Tuesday, March 14, 2017


March 14, 2017

O Mosquitos of Venice! Do you not see the smears of your sisters my thumb left on the wall? Why do you persist in coming through the window?

From my room I can hear somebody practicing clarinet in a neighboring house.

First clouds of my stay, a gray roof bringing cool. Maybe rain?

One comes to the point where the sight of Japanese tourists sucking up the sights is sickening– as the Americans and British must have been in their day. But there is a difference. The Brits and Yanks with their Baedekers were interested in the place, who painted that fresco, what anecdote is attached to that piazza, etc. It was intended to be educational, and to varying degrees it was. The Japanese are indifferent to place (which they typically do not actually see) but are interested instead in themselves in a series of famous places. They are here to take the photograph, preferably a “cute” one and move on. There is nothing but the photograph. The place has no value but as the setting for the photograph. I think of the Japanese girls wearing kitten masks and cavorting for one another’s camera phones in Hagia Sophia. I watch them enter San Marco, and without really looking at anything, line up the shot, take the shot, scurry on to have a shot of themselves under St Teodoro and his crocodile. The gondolas are completely full of Japanese, who are not looking at what’s around them, but taking selfies of themselves and their friends. Is this fun? It doesn’t look that way. It looks like duty. It’s a kind of frenzy I can’t understand unless I make reference to J. K. Rowling, and assume all those photos are a type of horcrux, little fetishes to contain a portion of human energy, to prove that the self was, and to allow it to continue once the flesh and blood are gone. Memory is not enough.
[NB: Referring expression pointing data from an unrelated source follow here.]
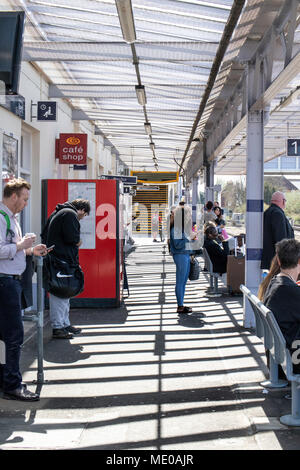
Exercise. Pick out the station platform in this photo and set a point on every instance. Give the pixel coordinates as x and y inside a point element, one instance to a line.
<point>143,377</point>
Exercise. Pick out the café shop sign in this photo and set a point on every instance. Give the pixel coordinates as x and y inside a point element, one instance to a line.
<point>72,148</point>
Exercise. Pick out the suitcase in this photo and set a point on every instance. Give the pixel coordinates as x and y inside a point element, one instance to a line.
<point>235,270</point>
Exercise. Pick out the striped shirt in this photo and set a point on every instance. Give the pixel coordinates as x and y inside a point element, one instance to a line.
<point>11,260</point>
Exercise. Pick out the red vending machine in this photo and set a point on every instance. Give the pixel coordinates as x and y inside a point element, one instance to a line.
<point>101,252</point>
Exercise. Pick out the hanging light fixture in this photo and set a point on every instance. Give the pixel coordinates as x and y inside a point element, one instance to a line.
<point>126,19</point>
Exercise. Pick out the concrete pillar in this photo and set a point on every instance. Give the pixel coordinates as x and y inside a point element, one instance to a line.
<point>255,194</point>
<point>194,198</point>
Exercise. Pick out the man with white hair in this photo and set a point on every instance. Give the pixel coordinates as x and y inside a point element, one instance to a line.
<point>276,228</point>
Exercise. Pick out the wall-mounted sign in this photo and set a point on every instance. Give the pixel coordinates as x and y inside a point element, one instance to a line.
<point>80,167</point>
<point>46,110</point>
<point>293,148</point>
<point>15,104</point>
<point>73,149</point>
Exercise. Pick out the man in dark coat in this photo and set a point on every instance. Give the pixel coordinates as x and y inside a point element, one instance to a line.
<point>217,252</point>
<point>276,228</point>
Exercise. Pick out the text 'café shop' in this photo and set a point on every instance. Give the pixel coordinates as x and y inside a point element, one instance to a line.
<point>72,148</point>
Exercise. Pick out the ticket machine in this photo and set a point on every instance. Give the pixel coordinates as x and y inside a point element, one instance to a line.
<point>101,252</point>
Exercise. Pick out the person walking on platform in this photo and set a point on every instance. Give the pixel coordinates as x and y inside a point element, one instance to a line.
<point>283,294</point>
<point>13,251</point>
<point>63,231</point>
<point>276,227</point>
<point>217,249</point>
<point>180,233</point>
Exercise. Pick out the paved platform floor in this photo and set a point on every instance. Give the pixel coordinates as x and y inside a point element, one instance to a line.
<point>143,377</point>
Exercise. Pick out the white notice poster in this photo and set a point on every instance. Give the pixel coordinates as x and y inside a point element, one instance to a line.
<point>88,224</point>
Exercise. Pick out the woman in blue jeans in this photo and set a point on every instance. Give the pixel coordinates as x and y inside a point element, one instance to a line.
<point>180,222</point>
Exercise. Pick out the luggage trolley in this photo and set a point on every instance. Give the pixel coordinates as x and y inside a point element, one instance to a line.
<point>38,317</point>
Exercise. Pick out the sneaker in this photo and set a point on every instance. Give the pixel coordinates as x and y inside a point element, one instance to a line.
<point>21,394</point>
<point>73,330</point>
<point>61,333</point>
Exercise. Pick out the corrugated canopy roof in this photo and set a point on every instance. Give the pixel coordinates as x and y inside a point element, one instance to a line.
<point>80,46</point>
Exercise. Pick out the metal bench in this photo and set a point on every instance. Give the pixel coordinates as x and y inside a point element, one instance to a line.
<point>281,355</point>
<point>262,331</point>
<point>38,317</point>
<point>213,277</point>
<point>268,328</point>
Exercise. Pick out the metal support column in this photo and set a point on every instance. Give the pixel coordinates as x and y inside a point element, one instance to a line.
<point>255,190</point>
<point>194,198</point>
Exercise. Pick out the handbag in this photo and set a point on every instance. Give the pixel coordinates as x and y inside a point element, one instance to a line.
<point>194,270</point>
<point>61,278</point>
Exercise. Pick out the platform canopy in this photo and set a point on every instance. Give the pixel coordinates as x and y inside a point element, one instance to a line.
<point>158,77</point>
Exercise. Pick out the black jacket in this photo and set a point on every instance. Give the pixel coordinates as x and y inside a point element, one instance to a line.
<point>63,230</point>
<point>217,255</point>
<point>276,228</point>
<point>283,299</point>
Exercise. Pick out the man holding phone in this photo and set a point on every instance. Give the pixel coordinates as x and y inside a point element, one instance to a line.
<point>13,251</point>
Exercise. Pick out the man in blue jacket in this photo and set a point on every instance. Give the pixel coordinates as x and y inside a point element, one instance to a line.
<point>63,231</point>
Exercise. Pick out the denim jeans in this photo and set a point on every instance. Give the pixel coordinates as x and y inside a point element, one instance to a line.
<point>59,312</point>
<point>182,262</point>
<point>11,332</point>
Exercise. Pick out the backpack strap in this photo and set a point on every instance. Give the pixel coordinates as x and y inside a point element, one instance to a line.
<point>7,221</point>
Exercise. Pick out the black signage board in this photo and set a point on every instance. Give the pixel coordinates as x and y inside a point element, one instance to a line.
<point>293,148</point>
<point>125,179</point>
<point>46,110</point>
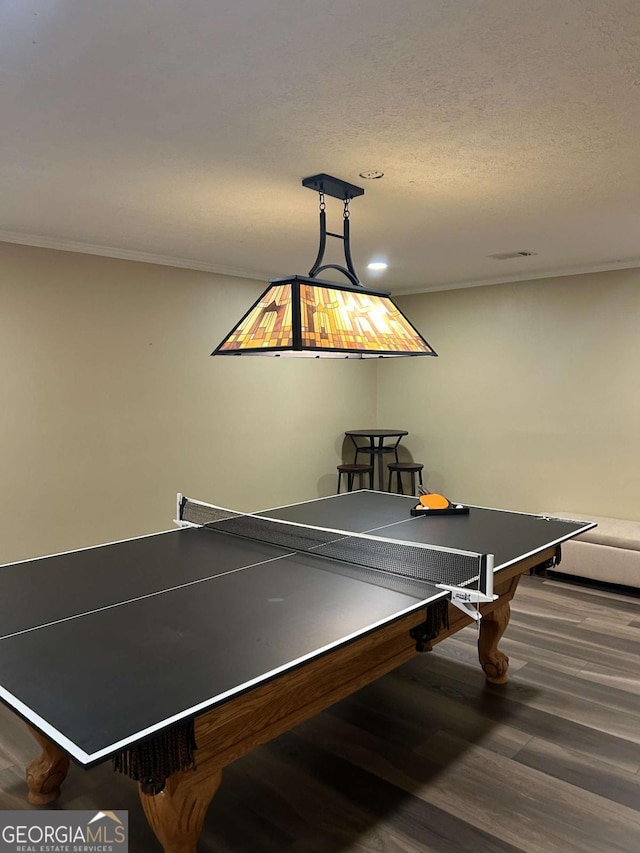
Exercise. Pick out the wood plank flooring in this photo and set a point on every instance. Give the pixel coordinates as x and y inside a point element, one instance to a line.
<point>430,758</point>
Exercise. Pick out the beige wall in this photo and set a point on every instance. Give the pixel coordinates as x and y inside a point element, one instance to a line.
<point>534,402</point>
<point>110,403</point>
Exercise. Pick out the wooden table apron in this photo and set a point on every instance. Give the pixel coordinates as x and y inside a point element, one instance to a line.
<point>226,733</point>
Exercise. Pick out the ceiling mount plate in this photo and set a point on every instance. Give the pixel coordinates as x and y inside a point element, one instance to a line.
<point>334,187</point>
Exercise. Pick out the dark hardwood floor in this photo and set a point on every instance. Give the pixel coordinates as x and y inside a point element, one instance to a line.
<point>429,758</point>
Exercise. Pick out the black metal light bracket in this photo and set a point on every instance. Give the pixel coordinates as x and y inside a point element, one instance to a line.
<point>328,185</point>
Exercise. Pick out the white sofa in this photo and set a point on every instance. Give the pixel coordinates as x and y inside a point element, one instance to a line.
<point>609,552</point>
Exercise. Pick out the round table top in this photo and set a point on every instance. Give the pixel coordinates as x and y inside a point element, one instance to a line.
<point>377,433</point>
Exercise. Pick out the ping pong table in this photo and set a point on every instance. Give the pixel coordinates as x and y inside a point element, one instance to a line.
<point>178,652</point>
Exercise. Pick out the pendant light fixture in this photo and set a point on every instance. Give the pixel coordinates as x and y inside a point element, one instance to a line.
<point>305,316</point>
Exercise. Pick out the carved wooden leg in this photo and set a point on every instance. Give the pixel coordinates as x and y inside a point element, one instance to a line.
<point>46,773</point>
<point>177,813</point>
<point>492,626</point>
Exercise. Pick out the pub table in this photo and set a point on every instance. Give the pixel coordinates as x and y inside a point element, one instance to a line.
<point>376,447</point>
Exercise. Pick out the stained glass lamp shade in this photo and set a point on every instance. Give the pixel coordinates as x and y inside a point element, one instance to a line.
<point>301,316</point>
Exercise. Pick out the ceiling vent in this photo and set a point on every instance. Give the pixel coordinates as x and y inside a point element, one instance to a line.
<point>505,256</point>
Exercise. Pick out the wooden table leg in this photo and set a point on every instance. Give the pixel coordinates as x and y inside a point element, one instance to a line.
<point>492,626</point>
<point>177,813</point>
<point>46,773</point>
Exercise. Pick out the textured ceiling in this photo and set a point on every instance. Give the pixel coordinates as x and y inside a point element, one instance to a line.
<point>180,132</point>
Each day my route has gotten a little longer and I’ve returned to the hotel a little less tired. Except that this matter of hemoglobin is becoming dire again. At times I’m racked with agonizing muscle spasms. I cannot climb the Rialto or the Accademia bridges without stopping at the top and fighting for consciousness. Venice is full of steep little hills, the bridges that carry one over four hundred canals. Early in the day I was falling on the steps because I did not have the energy to lift my feet high enough. Lunch and concentration help as the day goes on, but the day reduces my water level and despite the sincerity of my hydration, the cramps return. Slam down liquid until I begin to vomit it up in a fit of coughing. If it’s not one thing it’s another.
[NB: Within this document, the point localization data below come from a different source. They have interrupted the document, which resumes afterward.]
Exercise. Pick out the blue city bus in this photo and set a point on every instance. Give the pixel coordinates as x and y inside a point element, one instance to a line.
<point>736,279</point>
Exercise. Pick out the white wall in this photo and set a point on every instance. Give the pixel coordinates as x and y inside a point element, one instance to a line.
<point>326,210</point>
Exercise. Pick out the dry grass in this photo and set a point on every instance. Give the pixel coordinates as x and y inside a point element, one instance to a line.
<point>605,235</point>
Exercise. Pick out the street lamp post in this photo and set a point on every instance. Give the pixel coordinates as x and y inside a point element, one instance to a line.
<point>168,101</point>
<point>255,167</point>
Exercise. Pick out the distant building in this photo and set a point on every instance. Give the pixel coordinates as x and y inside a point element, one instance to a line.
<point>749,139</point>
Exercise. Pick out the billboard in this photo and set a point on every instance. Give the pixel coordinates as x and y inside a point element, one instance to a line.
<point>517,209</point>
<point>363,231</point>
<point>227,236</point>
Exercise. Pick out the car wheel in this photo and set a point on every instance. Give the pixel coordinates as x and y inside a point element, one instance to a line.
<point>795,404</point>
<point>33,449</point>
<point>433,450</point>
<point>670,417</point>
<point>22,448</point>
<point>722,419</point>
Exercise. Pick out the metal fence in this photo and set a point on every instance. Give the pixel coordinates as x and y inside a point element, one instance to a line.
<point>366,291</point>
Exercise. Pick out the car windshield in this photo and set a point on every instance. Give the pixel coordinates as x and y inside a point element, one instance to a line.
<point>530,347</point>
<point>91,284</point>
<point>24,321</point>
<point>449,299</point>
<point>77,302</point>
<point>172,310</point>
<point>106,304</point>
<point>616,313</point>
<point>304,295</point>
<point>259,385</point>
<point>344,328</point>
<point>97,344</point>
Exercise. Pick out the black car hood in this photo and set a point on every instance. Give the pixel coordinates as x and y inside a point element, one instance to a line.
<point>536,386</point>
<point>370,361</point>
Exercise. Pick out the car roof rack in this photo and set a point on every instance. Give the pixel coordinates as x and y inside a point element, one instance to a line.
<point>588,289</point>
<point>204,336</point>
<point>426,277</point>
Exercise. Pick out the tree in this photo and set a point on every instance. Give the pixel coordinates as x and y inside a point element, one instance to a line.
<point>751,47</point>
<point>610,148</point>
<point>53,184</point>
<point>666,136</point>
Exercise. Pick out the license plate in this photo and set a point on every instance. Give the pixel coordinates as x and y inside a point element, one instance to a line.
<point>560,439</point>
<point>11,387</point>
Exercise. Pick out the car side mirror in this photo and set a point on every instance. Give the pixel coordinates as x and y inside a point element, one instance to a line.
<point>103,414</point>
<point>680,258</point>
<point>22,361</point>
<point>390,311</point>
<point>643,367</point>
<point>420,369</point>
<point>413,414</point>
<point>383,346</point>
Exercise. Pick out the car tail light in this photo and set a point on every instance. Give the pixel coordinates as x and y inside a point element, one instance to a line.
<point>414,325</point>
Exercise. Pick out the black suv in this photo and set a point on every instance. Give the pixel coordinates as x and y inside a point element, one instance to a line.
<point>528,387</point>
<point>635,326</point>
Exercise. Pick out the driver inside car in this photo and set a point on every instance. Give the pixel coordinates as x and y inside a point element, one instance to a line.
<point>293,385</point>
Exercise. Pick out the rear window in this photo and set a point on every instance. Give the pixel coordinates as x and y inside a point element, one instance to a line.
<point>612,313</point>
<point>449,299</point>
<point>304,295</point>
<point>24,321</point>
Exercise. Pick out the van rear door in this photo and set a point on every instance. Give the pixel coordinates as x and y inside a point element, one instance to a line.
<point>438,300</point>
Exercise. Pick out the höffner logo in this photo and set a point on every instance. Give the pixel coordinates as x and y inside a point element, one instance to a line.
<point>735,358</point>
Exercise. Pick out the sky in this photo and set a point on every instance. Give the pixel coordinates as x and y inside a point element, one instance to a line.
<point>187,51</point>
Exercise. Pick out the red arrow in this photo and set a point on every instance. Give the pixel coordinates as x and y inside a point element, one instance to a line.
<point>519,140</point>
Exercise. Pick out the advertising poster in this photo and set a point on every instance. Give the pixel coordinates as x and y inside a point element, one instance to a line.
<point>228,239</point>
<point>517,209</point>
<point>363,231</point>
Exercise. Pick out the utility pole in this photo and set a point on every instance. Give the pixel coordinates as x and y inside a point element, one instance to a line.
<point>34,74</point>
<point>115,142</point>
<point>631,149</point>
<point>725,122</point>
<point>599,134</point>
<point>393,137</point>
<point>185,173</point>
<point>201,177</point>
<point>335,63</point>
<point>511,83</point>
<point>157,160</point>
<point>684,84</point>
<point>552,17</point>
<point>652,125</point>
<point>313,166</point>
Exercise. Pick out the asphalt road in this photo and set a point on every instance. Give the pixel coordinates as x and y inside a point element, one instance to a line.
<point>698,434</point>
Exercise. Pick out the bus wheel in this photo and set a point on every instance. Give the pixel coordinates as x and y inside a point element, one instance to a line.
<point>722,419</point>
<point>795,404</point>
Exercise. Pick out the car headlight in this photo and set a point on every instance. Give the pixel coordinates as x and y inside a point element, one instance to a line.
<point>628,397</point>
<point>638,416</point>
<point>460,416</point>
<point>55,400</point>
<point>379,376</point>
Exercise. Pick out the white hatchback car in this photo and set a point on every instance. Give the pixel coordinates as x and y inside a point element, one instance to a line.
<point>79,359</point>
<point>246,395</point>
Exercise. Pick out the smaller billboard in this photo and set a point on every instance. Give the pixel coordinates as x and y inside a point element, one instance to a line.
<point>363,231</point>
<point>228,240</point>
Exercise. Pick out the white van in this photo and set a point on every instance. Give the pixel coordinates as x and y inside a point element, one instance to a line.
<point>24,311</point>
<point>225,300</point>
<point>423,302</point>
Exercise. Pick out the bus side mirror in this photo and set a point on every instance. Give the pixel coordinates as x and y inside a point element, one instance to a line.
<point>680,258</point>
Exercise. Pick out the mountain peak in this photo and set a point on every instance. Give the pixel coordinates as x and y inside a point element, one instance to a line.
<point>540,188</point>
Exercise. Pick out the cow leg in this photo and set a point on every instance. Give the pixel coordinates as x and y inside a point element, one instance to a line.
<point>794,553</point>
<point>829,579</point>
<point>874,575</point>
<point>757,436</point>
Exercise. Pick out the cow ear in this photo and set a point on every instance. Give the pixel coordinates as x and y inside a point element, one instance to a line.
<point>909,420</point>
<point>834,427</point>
Crossed the Accademia and found a bookstore that made me long to read fluent Italian. There were translations of English texts one seldom sees in English. Sat long in the Campo de S Polo, which is immense as Venetian squares go. Three big trees, each a different kind. Drank and ate. Musicians played for us, and children harried the pigeons, which gladly complied. It looks like cruelty, but if i columbi weren’t enjoying it, I suppose they’d merely fly away. Arrived at the Scuolo Grande di San Rocco, completely decorated ceilings and walls by Tintoretto, with a few Giorgiones and Titians in the corners to add nuance. Never have seen the like of it. Gorgeousness raised to the level of priceless camp and then beyond that to the sublime. One wanted to linger, though lingering was like having too much cake. It was difficult for a person of my austere background to take it in. There must have been nothing like Venice in its day. Found myself (from the other side) in part of the town I visited yesterday, having cappuccino again at the cafĂ© where I wrote the poem for my father. The woman recognized me and brought me exactly what I had the first time. We long so for tradition.  Came to San Marco by yet another route. A homely bride was having her veil adjusted. The Japanese were marching across the pavement behind selfie sticks.  Handsome soldiers stood on the steps, heavily armed. I was to shy to take a photograph.